Vaughan Oliver is a British graphic designer based in Epsom, South of London. Oliver is most noted for his work with graphic design studios 23 Envelope and v23. Both studios maintained a close relationship with record label 4AD between 1982 and 1998 and were to give distinct visual identities for the 4AD releases by many bands, including Bush, Cocteau Twins, Dead Can Dance, The Breeders, This Mortal Coil, Pale Saints, Lush, Pixies, and Throwing Muses.
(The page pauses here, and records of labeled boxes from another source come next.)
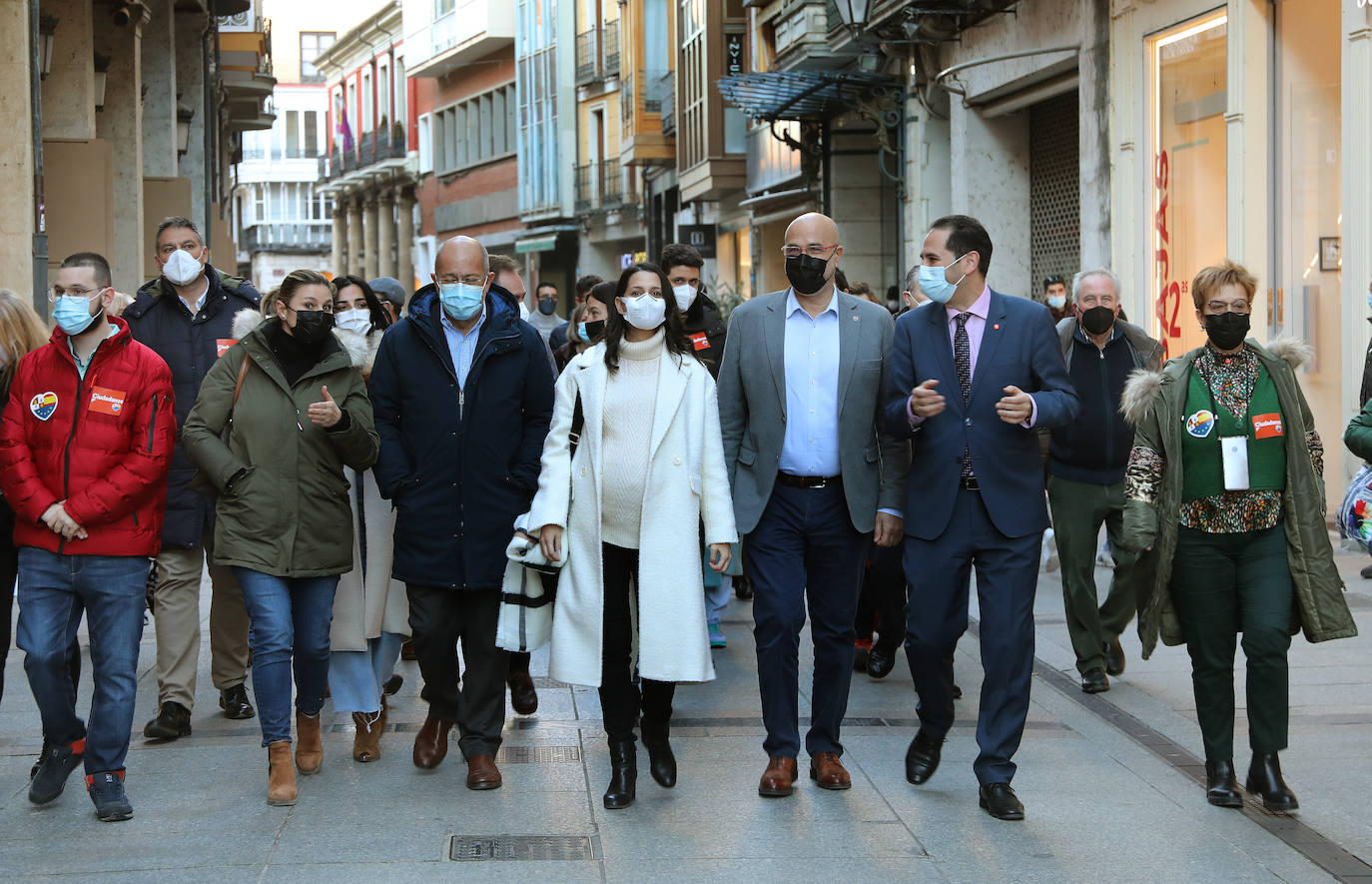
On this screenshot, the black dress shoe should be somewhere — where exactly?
[977,782,1025,819]
[1243,752,1301,814]
[906,727,943,785]
[1081,665,1110,693]
[867,645,896,678]
[220,685,257,720]
[1204,759,1243,807]
[1104,638,1123,675]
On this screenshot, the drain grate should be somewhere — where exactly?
[448,835,599,862]
[495,745,582,764]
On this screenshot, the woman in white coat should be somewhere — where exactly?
[528,264,738,808]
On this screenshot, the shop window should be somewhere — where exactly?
[1147,11,1228,357]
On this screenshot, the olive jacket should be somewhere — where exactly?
[1119,339,1358,659]
[181,319,380,576]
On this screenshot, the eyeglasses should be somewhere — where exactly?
[781,243,839,258]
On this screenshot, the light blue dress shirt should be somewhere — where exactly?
[439,305,485,390]
[779,290,843,476]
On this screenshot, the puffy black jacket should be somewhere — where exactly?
[369,286,553,589]
[122,267,262,549]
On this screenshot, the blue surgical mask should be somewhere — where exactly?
[52,289,104,335]
[437,283,485,320]
[920,253,972,304]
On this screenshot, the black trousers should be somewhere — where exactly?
[404,583,509,759]
[599,543,676,742]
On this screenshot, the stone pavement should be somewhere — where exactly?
[0,540,1372,884]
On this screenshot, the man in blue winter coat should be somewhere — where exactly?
[369,236,553,789]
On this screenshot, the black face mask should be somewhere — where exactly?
[786,254,829,295]
[291,311,334,346]
[1081,308,1114,335]
[1204,313,1248,350]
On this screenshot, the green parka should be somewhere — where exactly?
[1119,339,1358,659]
[181,319,380,576]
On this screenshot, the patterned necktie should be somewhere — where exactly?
[953,313,972,479]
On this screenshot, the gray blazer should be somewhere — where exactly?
[719,290,910,534]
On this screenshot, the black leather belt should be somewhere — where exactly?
[777,472,844,488]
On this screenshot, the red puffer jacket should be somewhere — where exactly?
[0,319,176,556]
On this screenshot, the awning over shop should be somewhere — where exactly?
[718,70,899,120]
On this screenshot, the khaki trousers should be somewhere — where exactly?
[153,543,249,709]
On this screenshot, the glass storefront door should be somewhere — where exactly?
[1145,10,1228,357]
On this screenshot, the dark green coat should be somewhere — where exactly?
[1119,341,1358,659]
[181,319,380,576]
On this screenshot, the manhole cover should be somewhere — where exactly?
[495,745,582,764]
[448,835,599,862]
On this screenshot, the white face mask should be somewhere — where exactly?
[162,249,205,286]
[334,308,371,337]
[624,293,667,331]
[672,283,700,313]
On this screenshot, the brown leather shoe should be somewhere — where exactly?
[810,752,854,792]
[466,755,501,792]
[414,715,452,770]
[757,755,797,797]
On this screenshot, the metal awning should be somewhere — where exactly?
[716,70,900,120]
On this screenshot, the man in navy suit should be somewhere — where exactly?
[885,216,1078,819]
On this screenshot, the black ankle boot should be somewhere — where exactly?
[639,726,676,789]
[1243,752,1301,813]
[1204,759,1243,807]
[605,737,638,810]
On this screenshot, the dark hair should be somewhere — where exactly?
[603,264,696,374]
[657,243,705,273]
[929,216,991,276]
[153,216,205,250]
[334,273,391,330]
[62,251,114,289]
[572,273,605,301]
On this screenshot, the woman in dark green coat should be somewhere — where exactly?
[1121,261,1357,811]
[181,271,378,804]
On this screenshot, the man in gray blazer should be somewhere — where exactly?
[719,213,910,797]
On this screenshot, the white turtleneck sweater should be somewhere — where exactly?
[601,328,664,549]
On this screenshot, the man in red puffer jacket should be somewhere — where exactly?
[0,253,176,821]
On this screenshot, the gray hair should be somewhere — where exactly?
[1071,268,1123,304]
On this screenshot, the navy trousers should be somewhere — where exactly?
[906,490,1042,784]
[744,484,871,758]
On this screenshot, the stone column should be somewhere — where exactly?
[140,0,177,179]
[339,194,362,273]
[91,4,148,293]
[371,188,395,279]
[395,186,414,293]
[362,191,380,280]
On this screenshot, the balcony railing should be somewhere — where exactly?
[239,221,334,253]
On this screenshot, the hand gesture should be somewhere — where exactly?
[910,378,944,418]
[997,388,1033,425]
[311,388,343,429]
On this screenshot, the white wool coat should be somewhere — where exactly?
[528,344,738,686]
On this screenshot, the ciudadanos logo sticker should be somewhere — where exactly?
[29,390,58,421]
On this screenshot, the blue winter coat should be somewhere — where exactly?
[122,267,262,549]
[369,286,553,590]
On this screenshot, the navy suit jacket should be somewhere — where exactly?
[885,291,1079,540]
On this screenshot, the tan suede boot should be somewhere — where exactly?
[267,740,300,806]
[295,712,324,775]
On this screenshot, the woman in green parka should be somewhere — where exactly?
[181,271,380,804]
[1121,261,1357,811]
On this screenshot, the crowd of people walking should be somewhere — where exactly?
[0,213,1350,821]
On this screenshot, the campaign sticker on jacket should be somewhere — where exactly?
[91,388,128,415]
[1187,408,1214,440]
[29,390,58,421]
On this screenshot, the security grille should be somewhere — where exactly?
[1029,92,1081,301]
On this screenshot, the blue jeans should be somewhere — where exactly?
[18,546,150,774]
[234,567,339,745]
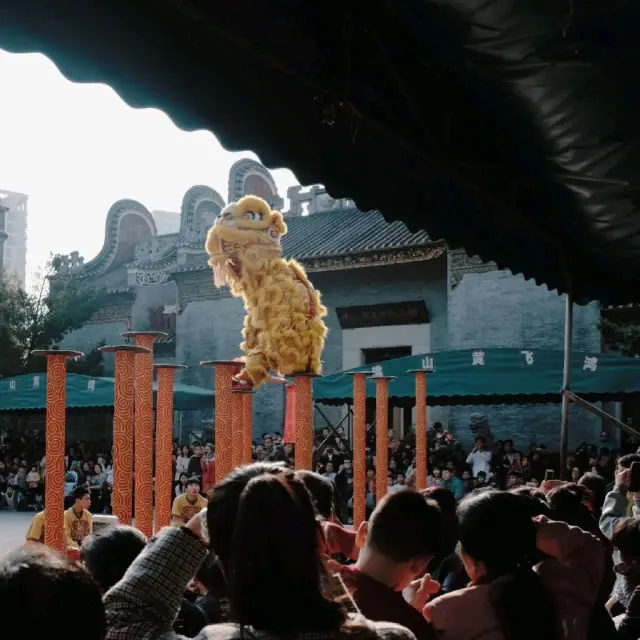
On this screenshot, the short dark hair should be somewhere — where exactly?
[618,453,640,469]
[611,518,640,560]
[296,471,333,520]
[80,525,147,592]
[0,545,107,640]
[367,489,445,563]
[71,487,91,502]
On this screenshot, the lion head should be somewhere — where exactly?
[205,196,287,287]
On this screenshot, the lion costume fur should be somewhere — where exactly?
[206,196,327,387]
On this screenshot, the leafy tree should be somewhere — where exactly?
[0,258,103,377]
[600,318,640,357]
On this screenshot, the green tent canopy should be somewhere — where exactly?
[0,373,214,412]
[313,348,640,405]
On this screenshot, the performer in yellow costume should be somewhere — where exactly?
[206,196,327,387]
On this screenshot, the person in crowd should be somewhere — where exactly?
[80,525,147,593]
[600,453,640,615]
[423,487,469,595]
[339,490,444,638]
[175,445,191,482]
[187,442,204,486]
[171,476,207,527]
[25,511,45,544]
[611,518,640,640]
[297,471,358,560]
[467,436,492,478]
[440,469,464,500]
[104,464,415,640]
[424,491,604,640]
[64,487,93,550]
[389,471,409,493]
[0,545,106,640]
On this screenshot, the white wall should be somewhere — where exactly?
[342,323,431,371]
[342,323,431,436]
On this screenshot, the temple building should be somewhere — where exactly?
[58,159,601,449]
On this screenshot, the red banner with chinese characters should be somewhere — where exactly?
[282,384,296,444]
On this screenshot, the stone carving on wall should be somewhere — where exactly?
[136,271,169,287]
[178,277,231,306]
[300,245,447,272]
[87,304,131,324]
[449,249,498,289]
[133,236,177,264]
[285,185,356,216]
[229,158,284,210]
[180,185,225,243]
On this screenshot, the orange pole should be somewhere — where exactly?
[122,331,167,538]
[155,364,186,533]
[99,345,148,525]
[241,391,253,464]
[352,371,369,529]
[32,351,82,553]
[374,376,394,502]
[231,391,244,469]
[416,371,427,490]
[295,373,317,471]
[200,360,242,483]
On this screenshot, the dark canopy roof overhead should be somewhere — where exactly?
[0,0,640,303]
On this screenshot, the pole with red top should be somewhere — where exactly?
[31,350,82,553]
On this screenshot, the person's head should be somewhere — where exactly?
[356,489,445,591]
[507,471,522,487]
[71,487,91,511]
[458,491,557,640]
[207,462,286,576]
[0,545,106,640]
[187,476,200,498]
[616,453,640,469]
[422,487,458,555]
[226,467,346,636]
[80,525,147,593]
[296,464,333,520]
[578,473,607,515]
[547,484,598,533]
[611,518,640,588]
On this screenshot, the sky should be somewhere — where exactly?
[0,50,297,278]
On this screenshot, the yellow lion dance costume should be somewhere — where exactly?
[206,196,327,387]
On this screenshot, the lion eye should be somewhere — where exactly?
[242,211,264,221]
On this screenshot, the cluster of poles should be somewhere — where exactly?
[34,331,428,552]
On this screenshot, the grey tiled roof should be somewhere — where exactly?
[282,209,433,260]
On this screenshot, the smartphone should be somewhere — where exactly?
[629,462,640,493]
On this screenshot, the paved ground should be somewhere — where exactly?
[0,511,35,557]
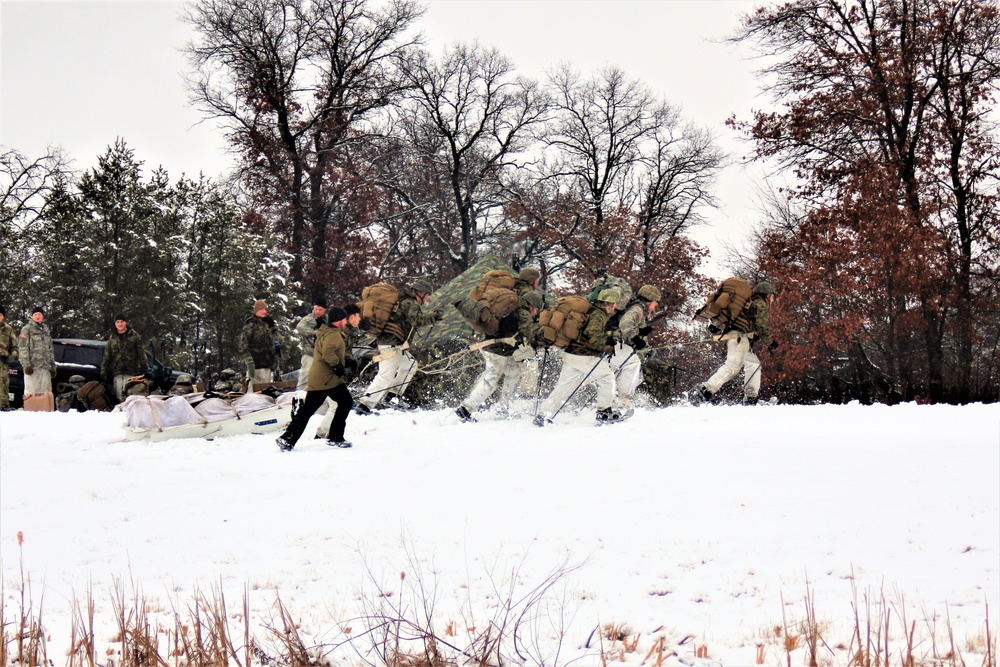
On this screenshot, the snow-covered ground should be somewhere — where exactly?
[0,405,1000,666]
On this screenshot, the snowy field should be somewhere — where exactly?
[0,405,1000,666]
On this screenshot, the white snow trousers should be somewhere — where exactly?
[538,353,615,419]
[610,343,642,407]
[705,333,760,398]
[361,345,417,410]
[462,350,523,412]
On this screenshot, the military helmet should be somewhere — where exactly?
[410,278,434,294]
[636,285,660,301]
[521,290,545,309]
[753,280,778,294]
[597,289,622,303]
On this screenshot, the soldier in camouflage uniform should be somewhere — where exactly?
[534,289,621,426]
[239,299,278,392]
[295,298,326,391]
[56,375,87,412]
[455,288,545,421]
[355,280,442,415]
[18,308,56,395]
[610,285,660,414]
[698,282,778,405]
[0,307,17,410]
[101,315,147,400]
[211,368,243,395]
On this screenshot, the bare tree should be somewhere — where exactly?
[386,43,549,271]
[186,0,420,293]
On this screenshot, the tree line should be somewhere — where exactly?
[0,0,1000,402]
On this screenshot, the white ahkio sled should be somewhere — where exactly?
[116,392,295,442]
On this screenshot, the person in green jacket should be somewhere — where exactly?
[0,306,17,410]
[275,306,354,452]
[18,308,56,396]
[239,299,278,392]
[101,314,147,400]
[534,289,621,426]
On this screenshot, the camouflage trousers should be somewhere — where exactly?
[462,350,523,412]
[610,343,642,407]
[0,363,10,409]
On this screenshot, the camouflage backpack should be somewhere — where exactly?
[455,287,521,336]
[693,278,753,332]
[538,296,594,347]
[469,269,517,301]
[587,276,632,310]
[358,283,399,336]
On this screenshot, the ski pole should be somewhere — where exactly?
[548,354,604,423]
[535,347,549,415]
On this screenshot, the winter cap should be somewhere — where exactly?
[597,289,622,303]
[636,285,660,301]
[518,267,542,283]
[521,290,545,308]
[326,306,347,324]
[410,278,434,294]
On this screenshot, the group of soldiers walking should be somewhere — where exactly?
[0,268,777,450]
[274,268,775,451]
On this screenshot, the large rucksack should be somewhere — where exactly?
[587,276,632,308]
[76,380,118,412]
[455,287,521,336]
[358,283,404,340]
[694,278,753,332]
[469,269,517,301]
[538,296,593,347]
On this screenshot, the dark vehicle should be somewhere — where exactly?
[52,338,182,389]
[7,359,24,410]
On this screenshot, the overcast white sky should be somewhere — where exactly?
[0,0,765,274]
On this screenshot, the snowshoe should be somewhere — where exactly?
[354,401,378,416]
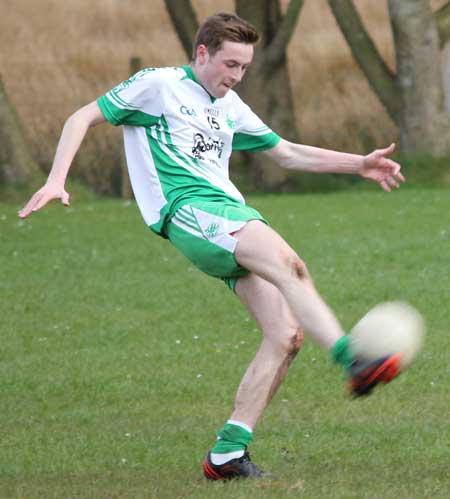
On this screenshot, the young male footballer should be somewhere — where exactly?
[19,13,404,480]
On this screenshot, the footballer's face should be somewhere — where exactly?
[194,41,253,99]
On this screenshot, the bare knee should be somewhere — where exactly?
[273,326,304,361]
[287,255,310,281]
[287,327,304,358]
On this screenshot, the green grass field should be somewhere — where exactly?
[0,189,450,499]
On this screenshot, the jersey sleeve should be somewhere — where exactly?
[97,68,162,126]
[233,94,281,152]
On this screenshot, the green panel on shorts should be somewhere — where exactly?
[167,223,249,278]
[166,199,267,290]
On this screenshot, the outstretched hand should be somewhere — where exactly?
[18,184,70,218]
[360,144,405,192]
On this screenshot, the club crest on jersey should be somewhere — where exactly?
[192,133,225,159]
[205,222,220,239]
[203,107,220,118]
[180,105,197,116]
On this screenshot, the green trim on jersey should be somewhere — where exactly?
[232,132,281,152]
[97,92,160,127]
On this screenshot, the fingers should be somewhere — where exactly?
[380,180,391,192]
[18,187,70,218]
[18,191,45,218]
[376,142,395,156]
[61,191,70,206]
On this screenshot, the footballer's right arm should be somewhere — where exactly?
[18,101,106,218]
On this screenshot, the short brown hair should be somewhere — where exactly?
[192,12,259,60]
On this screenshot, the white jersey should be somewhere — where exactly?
[97,66,280,236]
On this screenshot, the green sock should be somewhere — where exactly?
[211,423,253,454]
[330,335,354,369]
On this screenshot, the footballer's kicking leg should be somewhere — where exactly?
[235,220,399,396]
[230,274,303,429]
[203,274,303,479]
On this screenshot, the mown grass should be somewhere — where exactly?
[0,189,450,499]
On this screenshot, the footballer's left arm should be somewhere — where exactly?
[264,139,405,192]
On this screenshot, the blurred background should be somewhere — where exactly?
[0,0,450,197]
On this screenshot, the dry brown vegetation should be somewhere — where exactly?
[0,0,442,192]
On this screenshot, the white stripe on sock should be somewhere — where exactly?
[210,450,244,466]
[227,419,253,434]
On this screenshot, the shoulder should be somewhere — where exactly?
[124,67,185,83]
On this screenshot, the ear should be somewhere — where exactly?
[195,44,208,64]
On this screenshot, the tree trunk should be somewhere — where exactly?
[442,42,450,114]
[237,45,299,190]
[389,0,450,155]
[0,78,43,185]
[236,0,303,190]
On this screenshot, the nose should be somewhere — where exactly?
[232,67,245,83]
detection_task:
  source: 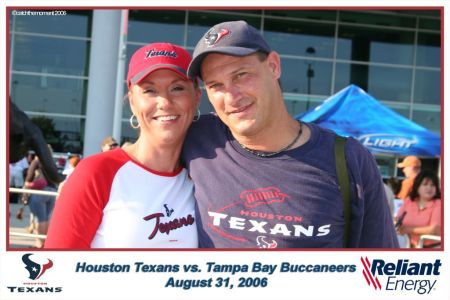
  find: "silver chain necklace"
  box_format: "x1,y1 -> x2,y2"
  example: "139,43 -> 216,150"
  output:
236,121 -> 303,157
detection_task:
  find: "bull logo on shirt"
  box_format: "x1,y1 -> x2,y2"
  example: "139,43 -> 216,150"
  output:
22,253 -> 53,280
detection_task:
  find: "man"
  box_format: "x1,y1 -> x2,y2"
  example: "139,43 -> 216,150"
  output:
397,156 -> 422,200
184,21 -> 398,248
101,136 -> 119,152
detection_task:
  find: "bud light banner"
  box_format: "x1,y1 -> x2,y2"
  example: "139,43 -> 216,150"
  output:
297,85 -> 441,157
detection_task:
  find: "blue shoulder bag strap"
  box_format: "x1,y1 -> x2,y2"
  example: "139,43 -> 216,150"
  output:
334,135 -> 352,248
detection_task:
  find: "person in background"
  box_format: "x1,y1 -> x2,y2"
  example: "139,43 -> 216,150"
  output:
396,170 -> 442,247
101,136 -> 119,152
183,21 -> 398,248
45,43 -> 201,249
397,156 -> 422,200
24,145 -> 56,248
9,157 -> 28,203
383,183 -> 395,216
58,154 -> 81,194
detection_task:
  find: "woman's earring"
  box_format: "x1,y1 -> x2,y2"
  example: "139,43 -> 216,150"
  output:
130,114 -> 141,129
192,108 -> 201,122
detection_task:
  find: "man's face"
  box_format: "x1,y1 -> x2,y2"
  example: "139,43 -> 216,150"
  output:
201,52 -> 282,138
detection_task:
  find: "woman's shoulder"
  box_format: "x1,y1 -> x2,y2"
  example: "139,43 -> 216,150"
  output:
75,148 -> 129,174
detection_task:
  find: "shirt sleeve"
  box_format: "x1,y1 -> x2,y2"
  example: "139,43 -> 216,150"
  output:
346,139 -> 399,248
45,155 -> 115,249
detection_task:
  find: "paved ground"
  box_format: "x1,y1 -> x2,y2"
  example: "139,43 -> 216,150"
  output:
9,203 -> 35,248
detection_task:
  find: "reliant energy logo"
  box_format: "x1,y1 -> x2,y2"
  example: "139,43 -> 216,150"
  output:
7,253 -> 62,294
361,257 -> 442,295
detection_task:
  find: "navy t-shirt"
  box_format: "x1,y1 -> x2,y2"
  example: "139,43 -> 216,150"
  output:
182,115 -> 398,248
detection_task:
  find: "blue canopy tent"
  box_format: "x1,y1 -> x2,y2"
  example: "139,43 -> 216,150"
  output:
296,85 -> 441,157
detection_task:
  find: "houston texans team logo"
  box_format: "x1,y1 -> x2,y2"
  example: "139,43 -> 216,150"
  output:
256,235 -> 278,249
205,28 -> 230,46
22,253 -> 53,280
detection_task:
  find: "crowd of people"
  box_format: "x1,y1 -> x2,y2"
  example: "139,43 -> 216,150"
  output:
8,21 -> 441,249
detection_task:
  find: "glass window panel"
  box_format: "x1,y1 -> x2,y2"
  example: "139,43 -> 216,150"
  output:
187,11 -> 261,47
265,10 -> 336,21
220,8 -> 262,15
264,19 -> 334,58
419,16 -> 441,30
11,74 -> 87,115
367,66 -> 412,102
339,10 -> 416,28
416,33 -> 441,68
127,10 -> 186,45
13,34 -> 90,76
21,114 -> 85,154
413,107 -> 441,135
337,26 -> 414,65
334,63 -> 352,93
414,70 -> 441,105
11,9 -> 92,37
335,63 -> 412,102
281,58 -> 332,95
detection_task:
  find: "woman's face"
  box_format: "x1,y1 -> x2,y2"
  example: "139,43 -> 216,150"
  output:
128,69 -> 201,144
417,178 -> 436,200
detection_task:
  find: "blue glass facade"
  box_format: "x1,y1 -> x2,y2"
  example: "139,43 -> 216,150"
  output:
9,10 -> 441,159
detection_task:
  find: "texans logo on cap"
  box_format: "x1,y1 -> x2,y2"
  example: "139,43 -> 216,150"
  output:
205,28 -> 231,47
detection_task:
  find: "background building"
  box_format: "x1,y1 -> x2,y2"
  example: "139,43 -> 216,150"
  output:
9,9 -> 441,174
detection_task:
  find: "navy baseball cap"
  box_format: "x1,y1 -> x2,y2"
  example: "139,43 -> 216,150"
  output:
188,21 -> 272,78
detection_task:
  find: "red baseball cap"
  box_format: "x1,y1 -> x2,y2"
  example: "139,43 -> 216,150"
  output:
127,43 -> 191,87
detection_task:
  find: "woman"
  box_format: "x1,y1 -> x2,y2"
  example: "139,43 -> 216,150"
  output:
397,171 -> 441,247
46,43 -> 201,249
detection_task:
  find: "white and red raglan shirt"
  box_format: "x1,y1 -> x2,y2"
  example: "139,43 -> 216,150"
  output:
45,148 -> 198,249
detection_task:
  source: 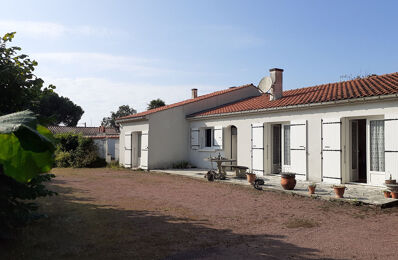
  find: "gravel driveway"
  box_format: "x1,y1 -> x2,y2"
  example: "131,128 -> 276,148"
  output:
0,169 -> 398,259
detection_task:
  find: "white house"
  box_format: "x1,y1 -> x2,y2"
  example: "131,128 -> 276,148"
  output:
118,69 -> 398,185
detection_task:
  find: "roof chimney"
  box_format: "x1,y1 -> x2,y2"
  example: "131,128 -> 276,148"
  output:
192,88 -> 198,98
269,68 -> 283,100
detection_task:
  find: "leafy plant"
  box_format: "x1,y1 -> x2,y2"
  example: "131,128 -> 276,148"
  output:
172,161 -> 189,169
55,133 -> 106,168
0,111 -> 55,183
0,32 -> 84,126
0,111 -> 55,236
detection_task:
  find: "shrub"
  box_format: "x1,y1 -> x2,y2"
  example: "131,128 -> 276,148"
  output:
55,133 -> 106,168
172,161 -> 189,169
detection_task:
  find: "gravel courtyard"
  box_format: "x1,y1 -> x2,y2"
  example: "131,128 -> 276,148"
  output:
0,168 -> 398,259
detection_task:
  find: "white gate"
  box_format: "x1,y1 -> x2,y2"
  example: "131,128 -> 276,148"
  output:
384,115 -> 398,182
251,123 -> 264,176
321,118 -> 342,184
124,132 -> 131,168
290,120 -> 307,180
140,131 -> 149,170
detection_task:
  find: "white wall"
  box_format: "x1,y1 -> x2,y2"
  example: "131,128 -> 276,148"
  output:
149,107 -> 190,169
189,98 -> 398,181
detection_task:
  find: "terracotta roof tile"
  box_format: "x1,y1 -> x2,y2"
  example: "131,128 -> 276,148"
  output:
117,84 -> 254,120
190,72 -> 398,117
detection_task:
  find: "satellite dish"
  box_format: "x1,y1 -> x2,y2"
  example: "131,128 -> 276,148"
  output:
258,76 -> 272,93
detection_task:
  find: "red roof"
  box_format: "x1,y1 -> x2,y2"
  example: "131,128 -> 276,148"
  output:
117,84 -> 255,120
190,72 -> 398,117
48,125 -> 118,136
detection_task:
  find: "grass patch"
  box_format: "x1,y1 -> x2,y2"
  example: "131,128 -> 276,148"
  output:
285,218 -> 319,228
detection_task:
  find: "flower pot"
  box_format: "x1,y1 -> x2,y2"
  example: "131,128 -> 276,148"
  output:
384,190 -> 391,198
246,173 -> 256,184
281,174 -> 296,190
333,186 -> 346,199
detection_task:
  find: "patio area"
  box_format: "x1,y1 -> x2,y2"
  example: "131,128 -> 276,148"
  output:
154,169 -> 398,208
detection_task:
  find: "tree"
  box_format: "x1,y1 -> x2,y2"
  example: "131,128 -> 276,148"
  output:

23 Envelope consisted of Vaughan Oliver (graphic design and typography) and Nigel Grierson (photography). Together, they created the artwork for almost all 4AD releases until 1987. Nigel Grierson left 23 Envelope in 1988. At that time, Vaughan Oliver continued to work for 4AD under the studio name v23, collaborating with Chris Bigg, Paul McMenamin, Kees Hubers, Timothy O'Donnell, Tim Vary, Adrian Philpott, Simon Larbalestier, Marc Atkins and others. Most admired for his collaborative energy and imagination, Oliver had thus set the stage for the graphic revolution of the 1980s and 1990s. His impact on the post-punk music industry is still celebrated, as is his influence on a generation of designers exploring the possibilities of type and print.
In 1994, many of those that had collaborated with Vaughan Oliver over the previous decade contributed to an illustrated catalogue for the retrospective exhibition of his work held at the Pacific Design Center in Los Angeles, This Rimy River. Recollections of the v23 design experience were provided by individuals such as v23 collaborator Chris Bigg, design writer Rick Poynor, and art critic Ian McKay who frames Oliver's work in a fine art context. Like so many publications produced by v23, the catalogue quickly became a collectors item.